For three months I have been dedicating myself to learning about social media – how it works, how people use it and why they love it.
I felt instinctively that it would impact social culture, change how people connected with each other and consequently impact corporate culture. After three months study and participation, I am sure that this is the case.
The experience has reminded me of what it takes to be a learner, and to build a culture of learning. I found it pretty humiliating to be a complete novice, to have to ask my children for help on some real basics, and to not know how to behave in the social media world. It is very easy, in those circumstances, to take one of several defensive responses which we have all seen in organizations: The same responses which make it tough to change culture – and to change ourselves:
AVOIDANCE - How can I find other more important things to do?
BRAVADO - Skimming the surface and then persuading myself and everyone else that I had it mastered.
BLAME - “it’s a stupid fad anyway, and just designed for love-sick teenagers - I mean 140 characters how insane is that?!"

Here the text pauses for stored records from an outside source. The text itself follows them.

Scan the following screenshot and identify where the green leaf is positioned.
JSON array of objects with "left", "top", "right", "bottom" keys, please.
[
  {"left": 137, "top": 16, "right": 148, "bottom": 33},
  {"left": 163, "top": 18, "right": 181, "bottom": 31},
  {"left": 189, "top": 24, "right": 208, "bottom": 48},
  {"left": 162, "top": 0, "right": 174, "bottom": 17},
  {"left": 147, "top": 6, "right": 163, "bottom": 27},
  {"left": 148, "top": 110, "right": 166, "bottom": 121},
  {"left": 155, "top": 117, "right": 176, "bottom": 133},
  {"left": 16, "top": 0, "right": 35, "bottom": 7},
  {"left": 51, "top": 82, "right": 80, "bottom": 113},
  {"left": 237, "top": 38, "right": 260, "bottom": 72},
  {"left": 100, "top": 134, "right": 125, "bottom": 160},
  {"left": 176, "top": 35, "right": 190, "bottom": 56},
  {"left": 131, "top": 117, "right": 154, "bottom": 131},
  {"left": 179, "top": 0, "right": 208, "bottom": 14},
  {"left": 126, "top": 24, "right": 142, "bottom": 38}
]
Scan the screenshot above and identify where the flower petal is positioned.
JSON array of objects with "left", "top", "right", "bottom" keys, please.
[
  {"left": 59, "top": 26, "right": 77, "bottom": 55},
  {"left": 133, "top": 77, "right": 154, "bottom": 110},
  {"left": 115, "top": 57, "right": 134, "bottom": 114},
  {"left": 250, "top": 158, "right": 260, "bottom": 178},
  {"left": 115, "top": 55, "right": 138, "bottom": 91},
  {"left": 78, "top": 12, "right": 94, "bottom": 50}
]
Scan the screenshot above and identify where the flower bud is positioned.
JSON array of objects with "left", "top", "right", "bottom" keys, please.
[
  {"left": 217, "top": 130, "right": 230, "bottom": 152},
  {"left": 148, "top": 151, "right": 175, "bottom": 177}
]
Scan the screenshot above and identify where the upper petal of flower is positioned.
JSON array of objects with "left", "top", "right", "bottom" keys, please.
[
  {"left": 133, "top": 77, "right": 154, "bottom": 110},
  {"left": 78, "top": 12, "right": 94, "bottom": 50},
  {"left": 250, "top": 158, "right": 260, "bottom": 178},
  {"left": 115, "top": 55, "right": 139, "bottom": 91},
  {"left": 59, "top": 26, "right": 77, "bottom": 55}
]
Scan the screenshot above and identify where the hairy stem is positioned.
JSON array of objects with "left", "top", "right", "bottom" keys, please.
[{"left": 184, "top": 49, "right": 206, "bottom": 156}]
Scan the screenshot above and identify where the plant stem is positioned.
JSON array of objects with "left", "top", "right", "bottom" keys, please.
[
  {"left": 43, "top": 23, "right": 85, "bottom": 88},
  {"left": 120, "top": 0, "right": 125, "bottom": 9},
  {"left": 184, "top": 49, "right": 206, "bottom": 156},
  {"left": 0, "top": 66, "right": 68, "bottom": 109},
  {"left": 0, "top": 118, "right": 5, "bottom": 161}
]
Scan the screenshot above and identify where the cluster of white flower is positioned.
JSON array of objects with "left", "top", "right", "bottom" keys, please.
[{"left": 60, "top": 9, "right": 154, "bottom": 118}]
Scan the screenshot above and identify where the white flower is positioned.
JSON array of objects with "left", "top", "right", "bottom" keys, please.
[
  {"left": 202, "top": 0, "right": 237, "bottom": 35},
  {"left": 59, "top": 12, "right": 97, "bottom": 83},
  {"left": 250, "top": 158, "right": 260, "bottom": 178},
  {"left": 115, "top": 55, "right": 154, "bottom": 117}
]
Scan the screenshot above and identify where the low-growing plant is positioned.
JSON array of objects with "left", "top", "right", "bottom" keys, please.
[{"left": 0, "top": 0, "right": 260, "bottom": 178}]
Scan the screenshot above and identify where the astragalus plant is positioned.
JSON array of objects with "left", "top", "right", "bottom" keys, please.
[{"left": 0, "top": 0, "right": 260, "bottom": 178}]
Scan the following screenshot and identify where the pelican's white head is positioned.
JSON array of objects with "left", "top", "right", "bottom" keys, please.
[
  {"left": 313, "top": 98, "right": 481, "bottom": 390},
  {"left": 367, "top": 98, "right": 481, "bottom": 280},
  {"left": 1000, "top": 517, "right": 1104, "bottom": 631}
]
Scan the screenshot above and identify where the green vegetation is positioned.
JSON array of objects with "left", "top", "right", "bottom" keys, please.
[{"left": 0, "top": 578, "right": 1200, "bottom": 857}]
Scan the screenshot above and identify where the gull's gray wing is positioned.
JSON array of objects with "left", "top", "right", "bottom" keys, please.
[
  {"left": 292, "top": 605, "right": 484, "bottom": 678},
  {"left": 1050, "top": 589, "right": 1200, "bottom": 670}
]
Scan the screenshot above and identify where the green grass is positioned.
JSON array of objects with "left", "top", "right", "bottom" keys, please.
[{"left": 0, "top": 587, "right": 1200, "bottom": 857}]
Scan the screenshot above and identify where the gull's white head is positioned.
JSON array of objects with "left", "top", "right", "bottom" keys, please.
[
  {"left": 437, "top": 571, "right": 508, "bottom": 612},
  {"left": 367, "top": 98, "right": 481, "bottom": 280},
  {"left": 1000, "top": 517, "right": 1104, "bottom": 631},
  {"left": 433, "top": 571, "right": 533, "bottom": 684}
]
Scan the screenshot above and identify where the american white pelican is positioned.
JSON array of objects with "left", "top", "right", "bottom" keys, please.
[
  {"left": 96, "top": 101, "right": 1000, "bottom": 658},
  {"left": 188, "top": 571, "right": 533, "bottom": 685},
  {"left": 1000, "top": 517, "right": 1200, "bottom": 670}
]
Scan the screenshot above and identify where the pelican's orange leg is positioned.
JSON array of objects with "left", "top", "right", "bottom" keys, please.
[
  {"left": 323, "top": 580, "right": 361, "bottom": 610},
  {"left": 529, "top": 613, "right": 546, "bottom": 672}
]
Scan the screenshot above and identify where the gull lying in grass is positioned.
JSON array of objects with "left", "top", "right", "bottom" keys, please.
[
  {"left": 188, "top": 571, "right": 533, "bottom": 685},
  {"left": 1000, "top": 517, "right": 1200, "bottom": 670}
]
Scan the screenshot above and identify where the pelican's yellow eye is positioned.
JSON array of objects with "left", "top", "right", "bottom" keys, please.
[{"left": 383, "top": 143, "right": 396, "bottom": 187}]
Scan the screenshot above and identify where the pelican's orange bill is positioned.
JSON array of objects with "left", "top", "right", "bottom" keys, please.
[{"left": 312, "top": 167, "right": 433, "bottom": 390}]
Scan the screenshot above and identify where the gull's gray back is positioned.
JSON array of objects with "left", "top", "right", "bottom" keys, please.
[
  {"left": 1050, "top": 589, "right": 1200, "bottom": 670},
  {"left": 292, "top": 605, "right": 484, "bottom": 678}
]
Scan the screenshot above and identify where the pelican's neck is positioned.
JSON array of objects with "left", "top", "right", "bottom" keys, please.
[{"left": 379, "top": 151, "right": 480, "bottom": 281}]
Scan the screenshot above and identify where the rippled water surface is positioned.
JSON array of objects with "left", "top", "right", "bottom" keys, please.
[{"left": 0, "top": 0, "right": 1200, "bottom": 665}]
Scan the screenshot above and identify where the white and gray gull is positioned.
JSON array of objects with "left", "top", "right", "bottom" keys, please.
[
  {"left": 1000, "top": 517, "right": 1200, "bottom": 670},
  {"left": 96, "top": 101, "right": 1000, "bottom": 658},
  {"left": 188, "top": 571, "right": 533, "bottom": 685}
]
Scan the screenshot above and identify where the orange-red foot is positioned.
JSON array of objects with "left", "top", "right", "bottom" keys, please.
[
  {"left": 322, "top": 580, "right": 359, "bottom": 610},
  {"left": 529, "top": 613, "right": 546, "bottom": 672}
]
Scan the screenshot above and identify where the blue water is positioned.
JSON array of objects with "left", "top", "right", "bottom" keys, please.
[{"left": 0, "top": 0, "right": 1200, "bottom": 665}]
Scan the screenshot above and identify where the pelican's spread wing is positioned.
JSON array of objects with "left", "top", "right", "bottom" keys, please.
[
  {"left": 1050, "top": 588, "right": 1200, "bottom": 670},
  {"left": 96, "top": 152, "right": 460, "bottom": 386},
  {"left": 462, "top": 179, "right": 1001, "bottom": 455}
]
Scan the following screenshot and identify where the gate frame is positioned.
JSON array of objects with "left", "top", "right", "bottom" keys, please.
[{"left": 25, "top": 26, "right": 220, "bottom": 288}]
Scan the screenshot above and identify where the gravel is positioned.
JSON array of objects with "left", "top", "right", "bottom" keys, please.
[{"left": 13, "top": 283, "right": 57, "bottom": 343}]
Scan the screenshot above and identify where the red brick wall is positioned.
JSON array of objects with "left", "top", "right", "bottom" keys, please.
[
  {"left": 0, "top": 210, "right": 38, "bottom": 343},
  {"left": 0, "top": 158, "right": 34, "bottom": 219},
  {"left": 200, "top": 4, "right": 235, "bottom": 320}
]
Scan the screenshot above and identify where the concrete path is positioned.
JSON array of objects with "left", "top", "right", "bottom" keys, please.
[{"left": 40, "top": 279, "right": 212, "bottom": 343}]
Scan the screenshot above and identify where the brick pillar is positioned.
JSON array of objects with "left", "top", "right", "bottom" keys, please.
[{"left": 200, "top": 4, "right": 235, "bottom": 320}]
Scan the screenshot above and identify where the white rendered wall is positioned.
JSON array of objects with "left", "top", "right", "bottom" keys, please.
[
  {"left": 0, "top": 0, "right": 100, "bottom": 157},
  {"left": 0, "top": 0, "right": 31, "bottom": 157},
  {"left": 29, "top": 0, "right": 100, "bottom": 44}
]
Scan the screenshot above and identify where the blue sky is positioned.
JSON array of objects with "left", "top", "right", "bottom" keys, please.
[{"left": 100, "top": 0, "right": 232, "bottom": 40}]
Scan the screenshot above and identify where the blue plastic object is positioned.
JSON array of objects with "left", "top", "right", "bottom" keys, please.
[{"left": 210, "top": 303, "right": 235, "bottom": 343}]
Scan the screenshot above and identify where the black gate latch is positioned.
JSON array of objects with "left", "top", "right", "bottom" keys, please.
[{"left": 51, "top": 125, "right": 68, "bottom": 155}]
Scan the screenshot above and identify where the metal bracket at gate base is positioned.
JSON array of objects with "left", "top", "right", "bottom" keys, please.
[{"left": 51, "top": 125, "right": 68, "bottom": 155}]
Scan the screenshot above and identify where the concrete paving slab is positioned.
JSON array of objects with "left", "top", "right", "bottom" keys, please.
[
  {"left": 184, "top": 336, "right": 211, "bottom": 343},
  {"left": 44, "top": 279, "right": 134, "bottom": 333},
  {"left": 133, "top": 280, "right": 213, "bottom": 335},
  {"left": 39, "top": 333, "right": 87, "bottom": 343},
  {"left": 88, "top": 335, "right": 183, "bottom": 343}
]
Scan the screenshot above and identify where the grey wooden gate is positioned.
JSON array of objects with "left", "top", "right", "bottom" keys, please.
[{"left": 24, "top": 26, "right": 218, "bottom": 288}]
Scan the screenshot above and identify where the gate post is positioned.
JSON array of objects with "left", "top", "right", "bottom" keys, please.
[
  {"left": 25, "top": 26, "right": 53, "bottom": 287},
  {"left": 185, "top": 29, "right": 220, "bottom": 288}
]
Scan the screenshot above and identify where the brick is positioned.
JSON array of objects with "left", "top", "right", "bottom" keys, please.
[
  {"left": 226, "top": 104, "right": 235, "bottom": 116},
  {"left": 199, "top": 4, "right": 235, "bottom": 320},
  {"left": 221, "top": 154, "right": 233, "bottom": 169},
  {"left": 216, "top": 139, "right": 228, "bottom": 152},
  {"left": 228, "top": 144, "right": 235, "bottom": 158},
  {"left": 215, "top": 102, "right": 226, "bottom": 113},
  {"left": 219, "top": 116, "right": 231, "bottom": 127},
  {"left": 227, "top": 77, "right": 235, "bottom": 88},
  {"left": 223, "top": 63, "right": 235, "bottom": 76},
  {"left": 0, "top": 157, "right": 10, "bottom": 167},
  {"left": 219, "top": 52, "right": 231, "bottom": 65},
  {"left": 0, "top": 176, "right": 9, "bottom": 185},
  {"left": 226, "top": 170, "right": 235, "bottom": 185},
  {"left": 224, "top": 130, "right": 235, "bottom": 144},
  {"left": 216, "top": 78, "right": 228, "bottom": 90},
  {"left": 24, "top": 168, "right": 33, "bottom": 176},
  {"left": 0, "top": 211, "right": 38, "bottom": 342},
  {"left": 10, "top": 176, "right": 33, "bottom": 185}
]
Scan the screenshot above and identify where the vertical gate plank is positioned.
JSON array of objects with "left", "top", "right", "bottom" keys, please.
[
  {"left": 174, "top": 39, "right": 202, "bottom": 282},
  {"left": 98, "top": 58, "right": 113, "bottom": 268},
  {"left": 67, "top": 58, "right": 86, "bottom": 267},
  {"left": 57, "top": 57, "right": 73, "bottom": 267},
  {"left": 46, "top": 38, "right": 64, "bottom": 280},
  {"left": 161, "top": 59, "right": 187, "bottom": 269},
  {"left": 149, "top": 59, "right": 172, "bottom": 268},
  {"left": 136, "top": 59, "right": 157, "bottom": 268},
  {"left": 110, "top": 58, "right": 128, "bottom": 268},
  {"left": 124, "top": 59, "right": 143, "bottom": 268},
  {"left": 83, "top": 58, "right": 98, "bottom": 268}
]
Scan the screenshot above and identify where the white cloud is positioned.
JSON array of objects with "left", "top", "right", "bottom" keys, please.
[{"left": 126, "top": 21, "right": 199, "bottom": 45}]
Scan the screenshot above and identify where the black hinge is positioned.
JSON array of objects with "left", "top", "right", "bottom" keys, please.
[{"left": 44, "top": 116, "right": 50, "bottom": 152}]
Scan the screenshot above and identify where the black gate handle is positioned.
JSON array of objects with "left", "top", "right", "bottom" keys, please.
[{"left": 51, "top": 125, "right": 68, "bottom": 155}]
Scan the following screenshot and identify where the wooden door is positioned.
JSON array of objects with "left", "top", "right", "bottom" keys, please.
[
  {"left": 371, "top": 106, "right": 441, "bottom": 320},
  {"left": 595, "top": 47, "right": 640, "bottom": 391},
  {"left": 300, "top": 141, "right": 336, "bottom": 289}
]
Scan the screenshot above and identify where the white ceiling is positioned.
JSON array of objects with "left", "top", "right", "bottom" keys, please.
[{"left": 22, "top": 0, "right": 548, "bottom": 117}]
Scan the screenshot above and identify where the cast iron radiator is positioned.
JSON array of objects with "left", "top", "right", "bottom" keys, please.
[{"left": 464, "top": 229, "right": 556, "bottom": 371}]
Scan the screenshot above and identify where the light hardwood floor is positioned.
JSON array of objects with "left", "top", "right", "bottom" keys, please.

The vulnerability of being a learner can be scary, but the prize is so great. Learning is a value that I've found present in those leaders who successfully build a great culture. The willingness to reinvent oneself invites the same willingness in others. And culture change for sure involves reinvention!
Here are 3 steps towards a learning culture:
1. Find people who are better than you at specific things. Study them. Ask for their help.
2. Set aside time with your team with this agenda: ‘The external world is changing. What do we have to learn to do, in order to keep up?’ Keep asking this question after the meeting.
3. Look around at your people. Evaluate their learning mind-set. Who shows humility? Who is prepared to use the words ‘I don’t know’. Who asks for help? Who stretches out of their comfort zone? These are the heroes of the learning culture. Praise them.
And if mastering Twitter would take you outside of your comfort zone, and you want to practice learning I recommend Joel Comm’s book on the practicalities. As well as Chris Brogan's blog and book Trust Agents, on the underlying mindset shifts that are occurring.
They've certainly changed my view of the world.